Wavefront Sets of Unipotent Representations of Reductive $p$-adic Groups I

TL;DR

This paper provides a precise formula for the wavefront set of certain unipotent representations of reductive p-adic groups, confirming conjectures and offering explicit descriptions for specific cases.

Contribution

It establishes a formula for the wavefront set of Iwahori-spherical representations with real infinitesimal character and confirms the singleton nature of the algebraic wavefront set in this context.

Findings

Wavefront set formula for Iwahori-spherical representations

Confirmation of the singleton algebraic wavefront set conjecture

Explicit description of wavefront sets for spherical representations

Abstract

The wavefront set is a fundamental invariant arising from the Harish-Chandra-Howe local character expansion of an admissible representation.
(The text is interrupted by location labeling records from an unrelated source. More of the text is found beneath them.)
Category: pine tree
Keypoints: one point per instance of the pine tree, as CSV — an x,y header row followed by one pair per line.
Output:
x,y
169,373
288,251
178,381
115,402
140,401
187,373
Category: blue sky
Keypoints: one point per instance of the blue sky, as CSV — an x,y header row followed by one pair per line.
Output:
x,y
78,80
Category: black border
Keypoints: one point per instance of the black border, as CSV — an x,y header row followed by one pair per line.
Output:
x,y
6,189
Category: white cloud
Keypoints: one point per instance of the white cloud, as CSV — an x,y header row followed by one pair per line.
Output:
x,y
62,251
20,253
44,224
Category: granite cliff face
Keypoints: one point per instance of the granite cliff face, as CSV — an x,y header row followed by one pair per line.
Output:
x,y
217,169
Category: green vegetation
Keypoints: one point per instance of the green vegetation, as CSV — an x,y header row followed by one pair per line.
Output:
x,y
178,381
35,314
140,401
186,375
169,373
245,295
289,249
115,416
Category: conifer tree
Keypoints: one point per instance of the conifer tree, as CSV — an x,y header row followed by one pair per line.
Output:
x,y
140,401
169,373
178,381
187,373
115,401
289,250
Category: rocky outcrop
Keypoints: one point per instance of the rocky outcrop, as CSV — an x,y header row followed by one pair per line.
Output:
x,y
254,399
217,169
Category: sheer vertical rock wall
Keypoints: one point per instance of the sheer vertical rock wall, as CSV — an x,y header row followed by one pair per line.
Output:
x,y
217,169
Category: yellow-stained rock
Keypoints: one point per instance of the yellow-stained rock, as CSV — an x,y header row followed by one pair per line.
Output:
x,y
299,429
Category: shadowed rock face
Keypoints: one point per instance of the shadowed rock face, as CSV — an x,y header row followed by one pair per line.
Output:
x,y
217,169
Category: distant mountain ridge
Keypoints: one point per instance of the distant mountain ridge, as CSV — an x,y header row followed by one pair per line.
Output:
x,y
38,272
We prove a precise formula for the wavefront set of an irreducible Iwahori-spherical representation with `real infinitesimal character' and determine a lower bound for this invariant in terms of the Deligne-Langlands-Lusztig parameters. In particular, for the Iwahori-spherical representations with real infinitesimal character, we deduce that the algebraic wavefront set is a singleton, as conjectured by Moeglin and Waldspurger. As a corollary, we obtain an explicit description of the wavefront set of an irreducible spherical representation with real Satake parameter.